Bickerstaff went on to detail his personal experience with sports bettors who have found his information and sent him messages over losing bets.

"I personally have had my own instances with some of the sports gamblers, where they got my telephone number, were sending me crazy messages about where I live, and my kids and all that stuff," Bickerstaff said. 

"So it is a dangerous game and a fine line that we're walking for sure. It brings added pressure, a distraction to the game that can be difficult for players, coaches, referees, and everybody that's involved in it. I think we really have to be careful with how close we let it get to the game and the security of the people who are involved in it because it does carry weight. A lot of times, people who are gambling, this money pays their light bill or pays their rent, and then the emotions that come from that. So I do think we're walking a very fine line, and we have to be extremely careful in protecting everybody who's involved."

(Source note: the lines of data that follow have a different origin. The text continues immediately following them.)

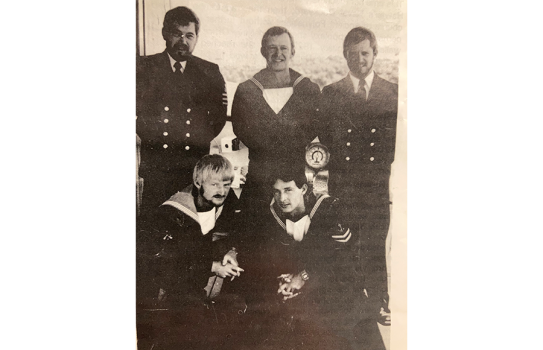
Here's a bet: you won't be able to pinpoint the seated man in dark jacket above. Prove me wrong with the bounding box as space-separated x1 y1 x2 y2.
250 161 384 349
136 155 248 345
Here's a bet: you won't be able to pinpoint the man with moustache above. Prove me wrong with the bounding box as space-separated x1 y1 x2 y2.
247 158 384 350
135 7 227 210
232 26 320 215
319 27 398 334
136 154 245 349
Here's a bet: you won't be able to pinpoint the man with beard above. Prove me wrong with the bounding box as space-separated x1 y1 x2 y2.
319 27 398 334
136 154 246 349
135 7 227 210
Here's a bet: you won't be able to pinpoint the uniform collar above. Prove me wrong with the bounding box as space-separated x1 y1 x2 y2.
166 51 187 72
349 69 375 93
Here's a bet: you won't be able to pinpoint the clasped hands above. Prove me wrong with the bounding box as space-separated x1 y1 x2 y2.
277 273 305 301
211 250 245 281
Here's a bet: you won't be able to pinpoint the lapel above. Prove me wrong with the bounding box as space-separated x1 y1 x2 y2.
367 73 386 104
337 74 364 130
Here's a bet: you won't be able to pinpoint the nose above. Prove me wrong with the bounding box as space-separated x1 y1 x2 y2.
217 185 226 196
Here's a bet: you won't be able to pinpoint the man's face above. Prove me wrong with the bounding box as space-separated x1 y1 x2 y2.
273 179 307 214
162 22 198 61
261 33 294 71
196 174 232 207
345 39 375 79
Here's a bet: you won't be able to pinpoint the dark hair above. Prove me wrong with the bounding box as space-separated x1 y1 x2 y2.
166 6 200 35
260 27 294 54
267 160 307 188
343 27 378 58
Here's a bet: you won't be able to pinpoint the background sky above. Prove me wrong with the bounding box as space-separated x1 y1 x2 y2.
142 0 402 83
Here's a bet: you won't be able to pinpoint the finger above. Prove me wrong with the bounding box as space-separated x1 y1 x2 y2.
277 283 288 294
283 292 302 300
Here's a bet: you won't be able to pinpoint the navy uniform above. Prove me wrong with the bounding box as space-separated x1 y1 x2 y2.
319 74 398 318
135 51 227 210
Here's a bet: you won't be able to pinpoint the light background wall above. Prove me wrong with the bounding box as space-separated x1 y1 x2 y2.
136 0 408 350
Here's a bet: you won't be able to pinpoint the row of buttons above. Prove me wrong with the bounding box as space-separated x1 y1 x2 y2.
162 131 190 137
162 117 190 125
345 157 375 162
164 106 191 113
347 129 377 134
347 142 375 147
162 143 190 151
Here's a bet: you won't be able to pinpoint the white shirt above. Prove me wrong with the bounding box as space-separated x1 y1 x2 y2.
198 207 215 235
349 70 375 100
166 51 187 73
262 87 294 114
285 215 311 242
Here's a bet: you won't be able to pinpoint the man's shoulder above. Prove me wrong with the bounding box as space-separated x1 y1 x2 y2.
373 74 398 94
190 56 220 74
322 76 349 94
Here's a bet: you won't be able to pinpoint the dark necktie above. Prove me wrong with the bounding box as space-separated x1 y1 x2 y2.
173 61 183 75
358 79 366 102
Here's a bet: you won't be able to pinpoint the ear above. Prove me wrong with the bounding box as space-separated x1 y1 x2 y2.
302 184 309 195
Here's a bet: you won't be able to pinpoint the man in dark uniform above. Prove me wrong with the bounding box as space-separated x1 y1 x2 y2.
135 7 227 210
319 27 398 328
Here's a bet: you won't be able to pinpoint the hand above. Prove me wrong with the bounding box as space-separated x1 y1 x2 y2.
211 261 245 281
277 274 305 301
377 307 391 326
222 250 239 267
241 165 249 176
239 172 247 185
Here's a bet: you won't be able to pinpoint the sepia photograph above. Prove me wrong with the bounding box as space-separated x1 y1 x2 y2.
134 0 408 350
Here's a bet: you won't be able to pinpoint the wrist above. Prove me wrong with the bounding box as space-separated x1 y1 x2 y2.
211 261 221 273
299 270 309 282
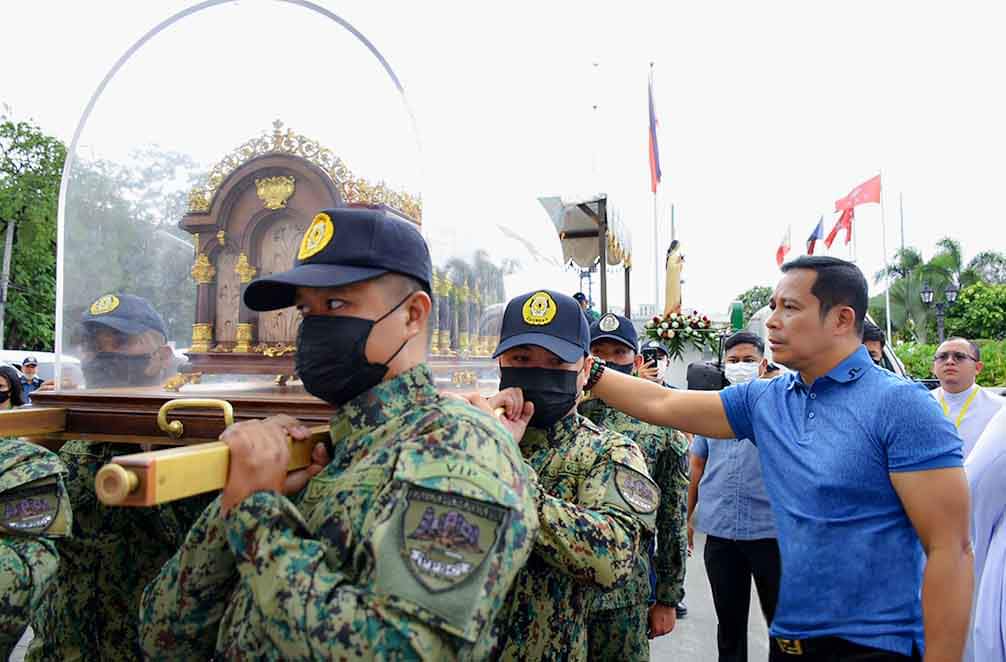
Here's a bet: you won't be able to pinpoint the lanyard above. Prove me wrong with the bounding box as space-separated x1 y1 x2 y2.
940 386 982 430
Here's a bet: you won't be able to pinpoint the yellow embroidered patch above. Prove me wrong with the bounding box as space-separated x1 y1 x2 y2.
297 213 335 260
91 294 119 315
523 292 558 326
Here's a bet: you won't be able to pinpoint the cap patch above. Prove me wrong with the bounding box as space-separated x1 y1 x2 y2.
401 486 507 593
91 294 119 315
523 292 558 326
297 213 335 260
598 313 619 333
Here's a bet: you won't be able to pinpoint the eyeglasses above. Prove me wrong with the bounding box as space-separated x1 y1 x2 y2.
933 352 978 363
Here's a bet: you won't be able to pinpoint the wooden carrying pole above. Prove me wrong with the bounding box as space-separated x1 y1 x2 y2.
95 426 329 506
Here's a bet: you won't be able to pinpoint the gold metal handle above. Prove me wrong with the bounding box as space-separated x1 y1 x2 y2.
157 397 234 439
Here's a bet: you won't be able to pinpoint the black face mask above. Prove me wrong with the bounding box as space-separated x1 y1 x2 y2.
296 295 412 406
500 367 579 428
80 352 160 388
605 363 636 375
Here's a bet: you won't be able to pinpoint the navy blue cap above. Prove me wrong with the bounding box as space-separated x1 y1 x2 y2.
80 294 168 338
493 290 591 363
244 207 433 311
639 339 671 356
591 313 639 351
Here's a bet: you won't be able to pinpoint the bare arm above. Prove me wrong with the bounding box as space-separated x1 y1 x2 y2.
688 453 705 554
890 469 975 662
591 360 736 439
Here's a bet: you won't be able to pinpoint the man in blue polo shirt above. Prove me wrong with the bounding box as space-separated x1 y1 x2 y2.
585 257 974 662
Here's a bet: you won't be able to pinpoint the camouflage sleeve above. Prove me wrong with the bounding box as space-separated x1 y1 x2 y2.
220 424 536 660
140 498 237 660
534 444 657 589
653 431 688 605
0 536 59 660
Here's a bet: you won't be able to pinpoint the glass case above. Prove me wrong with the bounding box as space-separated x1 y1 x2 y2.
35 1 574 438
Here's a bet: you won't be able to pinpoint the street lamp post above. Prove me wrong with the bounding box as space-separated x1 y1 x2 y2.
918 283 958 344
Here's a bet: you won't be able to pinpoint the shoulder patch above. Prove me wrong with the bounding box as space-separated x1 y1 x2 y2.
297 213 335 260
615 464 660 515
401 485 508 593
0 470 62 535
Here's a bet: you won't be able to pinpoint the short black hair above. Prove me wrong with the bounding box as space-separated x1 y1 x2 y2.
783 256 869 335
723 331 765 356
863 320 887 347
0 365 25 406
944 336 982 361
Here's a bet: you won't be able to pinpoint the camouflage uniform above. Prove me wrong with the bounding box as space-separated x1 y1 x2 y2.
502 413 660 661
0 439 72 660
579 398 688 660
26 442 209 661
141 365 538 660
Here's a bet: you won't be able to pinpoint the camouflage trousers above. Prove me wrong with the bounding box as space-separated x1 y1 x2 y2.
586 604 650 662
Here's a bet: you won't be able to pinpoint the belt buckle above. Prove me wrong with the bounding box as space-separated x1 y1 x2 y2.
776 637 804 655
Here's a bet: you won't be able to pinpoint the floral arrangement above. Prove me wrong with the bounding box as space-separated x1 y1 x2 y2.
643 311 717 359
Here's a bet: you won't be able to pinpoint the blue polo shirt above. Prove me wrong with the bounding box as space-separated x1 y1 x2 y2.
720 347 962 655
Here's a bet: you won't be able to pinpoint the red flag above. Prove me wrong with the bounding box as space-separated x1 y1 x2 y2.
835 175 880 211
824 207 856 249
776 225 792 267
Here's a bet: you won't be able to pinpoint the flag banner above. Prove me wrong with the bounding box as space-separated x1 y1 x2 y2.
835 175 880 211
776 225 793 267
824 207 856 249
649 71 661 193
807 216 824 256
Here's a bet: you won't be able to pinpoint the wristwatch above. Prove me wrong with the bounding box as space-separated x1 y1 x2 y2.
583 356 607 391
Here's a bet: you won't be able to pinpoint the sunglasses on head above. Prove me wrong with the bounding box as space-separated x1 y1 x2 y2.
933 352 978 363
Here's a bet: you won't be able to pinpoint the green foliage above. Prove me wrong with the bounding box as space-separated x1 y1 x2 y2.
0 117 66 351
946 283 1006 339
736 286 772 326
894 340 1006 386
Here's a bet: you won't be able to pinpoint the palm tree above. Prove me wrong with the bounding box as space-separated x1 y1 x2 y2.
870 247 930 342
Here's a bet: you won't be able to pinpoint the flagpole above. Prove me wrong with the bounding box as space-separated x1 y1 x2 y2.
653 183 664 315
877 168 894 343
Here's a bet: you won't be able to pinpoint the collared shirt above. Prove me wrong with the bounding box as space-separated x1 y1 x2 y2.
691 435 776 540
720 346 962 655
964 408 1006 662
930 384 1006 459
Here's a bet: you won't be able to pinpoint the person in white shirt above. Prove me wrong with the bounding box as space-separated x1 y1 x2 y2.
932 338 1006 460
964 408 1006 662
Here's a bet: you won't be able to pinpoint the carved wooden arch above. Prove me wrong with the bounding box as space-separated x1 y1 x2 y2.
179 154 341 353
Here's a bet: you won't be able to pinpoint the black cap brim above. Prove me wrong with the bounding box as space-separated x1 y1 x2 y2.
493 333 586 363
244 265 388 312
82 315 155 336
591 333 636 351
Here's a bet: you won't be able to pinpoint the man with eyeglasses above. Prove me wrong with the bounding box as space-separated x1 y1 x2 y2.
932 338 1006 458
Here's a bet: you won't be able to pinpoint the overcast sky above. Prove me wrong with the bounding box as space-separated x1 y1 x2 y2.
0 0 1006 312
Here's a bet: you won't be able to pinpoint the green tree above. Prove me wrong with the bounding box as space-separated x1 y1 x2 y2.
736 286 773 326
0 115 66 351
947 282 1006 340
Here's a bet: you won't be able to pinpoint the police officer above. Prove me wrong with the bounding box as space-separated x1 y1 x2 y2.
142 208 538 660
473 290 660 660
579 313 688 660
0 439 72 660
26 293 208 660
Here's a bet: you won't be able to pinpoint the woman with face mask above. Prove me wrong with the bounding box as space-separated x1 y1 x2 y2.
475 290 660 660
688 332 782 662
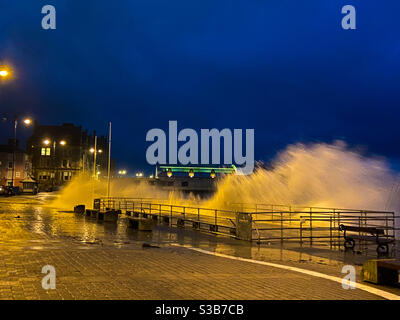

Bickerstaff's comments come after Pacers guard Tyrese Haliburton spoke on the topic earlier this week. Haliburton responded to a general question asking if he's ever talked to a sports psychologist to talk through things, to which he specifically pointed out how many people only care about how much money he can make them on sports bets.

"Not everybody cares to hear how we feel. To half the world, I'm just helping them make money on DraftKings or whatever," Haliburton said. "I'm a prop. That's what my social media mostly consists of."

Miami Heat coach Erik Spoelstra detailed a specific incident with a sports gambler that happened last year during a game. Someone had to be removed for being so upset over Victor Oladipo not taking an open 3-pointer at the end of the game.

"I do think it's somewhat contradictory," Spoelstra said Wednesday night. "I think it treads on a weird line. We had an incident behind our bench last year with [Victor] Oladipo. Somebody was screaming. Security had to take him away. The game was already over, and evidently, he didn't shoot an open 3-pointer at the end of the game. The game was already decided, and this fan was totally beside himself, and he was a gambler. He had money on whatever the score was. There's just a lot of unintended consequences with that from a security standpoint that I'm not sure everybody totally understood."

There's been a wave of legalizing sports betting in many states over the years, and it's now legal in 38 states in addition to Puerto Rico and Washington, D.C. According to USA Today, four NBA teams have sportsbooks inside the arenas as of September 2023. That allows fans to place bets while inside the arena, providing a new stream of revenue for the teams and arenas.

Beyond just the sportsbooks inside arenas, the NBA has long been rumored to be interested in starting a franchise in Las Vegas, the epicenter of gambling, which would only heighten the conversation. But despite the increasing acceptance of sports gambling, it's clear that coaches and players in the league are a little hesitant about its place in the NBA.